# Rich Context: Knowledge Graph Visualization

This notebook loads the Rich Context knowledge graph from the `tmp.jsonld` JSON-LD file prepared by the `RCGraph` workflow.
It runs graph analytics on the KG using the `NetworkX` library, then creates an interactive visualization using the `PyVis` library.

The following installations are needed, if these libraries haven't already been installed:

In [None]:
!pip install pyvis
!pip install networkx
!pip install pandas
!pip install numpy

Load the KG from the `tmp.jsonld` file…

In [None]:
import json
import sys

IDS = []
LABELS = {}

publications = {}
providers = {}
datasets = {}
journals = {}
authors = {}


def get_id (id):
    """ lookup the numeric ID for an element
    """
    global IDS
    return int(IDS.index(id))


def parse_metadata (elem):
    """ parse the required metadata items from one element in the graph
    """
    global IDS, LABELS
    
    kind = elem["@type"]
    
    #print(elem["dct:title"])
    title = elem["dct:title"]["@value"]

    id = elem["@id"].split("#")[1]
    IDS.append(id)
    LABELS[get_id(id)] = title

    return id, kind, title


# input the corpus from the JSON-LD file

filename = "tmp.jsonld"

with open(filename, "r") as f:
    jld_corpus = json.load(f)
    corpus = jld_corpus["@graph"]
    
# report summary stats

print(f"{len(corpus)} corpus elements")

In [None]:
# load the providers

for elem in corpus:
    id, kind, title = parse_metadata(elem)

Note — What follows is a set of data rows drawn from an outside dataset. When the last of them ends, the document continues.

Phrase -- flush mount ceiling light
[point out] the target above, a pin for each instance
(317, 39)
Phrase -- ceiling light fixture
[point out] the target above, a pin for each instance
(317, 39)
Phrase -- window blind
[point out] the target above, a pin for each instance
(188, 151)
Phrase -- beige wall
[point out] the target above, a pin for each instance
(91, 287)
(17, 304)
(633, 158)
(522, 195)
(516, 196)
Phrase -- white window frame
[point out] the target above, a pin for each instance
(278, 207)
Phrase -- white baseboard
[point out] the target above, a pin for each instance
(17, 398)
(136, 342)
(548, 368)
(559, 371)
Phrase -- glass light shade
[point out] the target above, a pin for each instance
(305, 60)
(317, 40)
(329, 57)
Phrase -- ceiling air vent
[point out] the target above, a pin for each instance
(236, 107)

    if kind == "Provider":
        if "dct:identifier" in elem:
            ror = elem["dct:identifier"]["@value"]
        else:
            ror = ""

        view = {
            "id": id,
            "title": title,
            "ror": ror
        }

        providers[id] = view

# load the datasets

for elem in corpus:
    id, kind, title = parse_metadata(elem)

    if kind == "Dataset":
        prov_id = elem["dct:publisher"]["@value"]

        view = {
            "id": id,
            "title": title,
            "provider": prov_id
        }

        datasets[id] = view

# load the journals

for elem in corpus:
    id, kind, title = parse_metadata(elem)

    if kind == "Journal":
        if "dct:identifier" in elem:
            issn = elem["dct:identifier"]["@value"]
        else:
            issn = ""

        view = {
            "id": id,
            "title": title,
            "issn": issn
        }

        journals[id] = view

# load the authors

for elem in corpus:
    id, kind, title = parse_metadata(elem)

    if kind == "Author":
        if "dct:identifier" in elem:
            orcid = elem["dct:identifier"]["@value"]
        else:
            orcid = ""

        view = {
            "id": id,
            "title": title,
            "orcid": orcid
        }

        authors[id] = view

# load the publications

for elem in corpus:
    id, kind, title = parse_metadata(elem)

    if kind == "ResearchPublication":
        # link the datasets
        data_list = []
        l = elem["cito:citesAsDataSource"]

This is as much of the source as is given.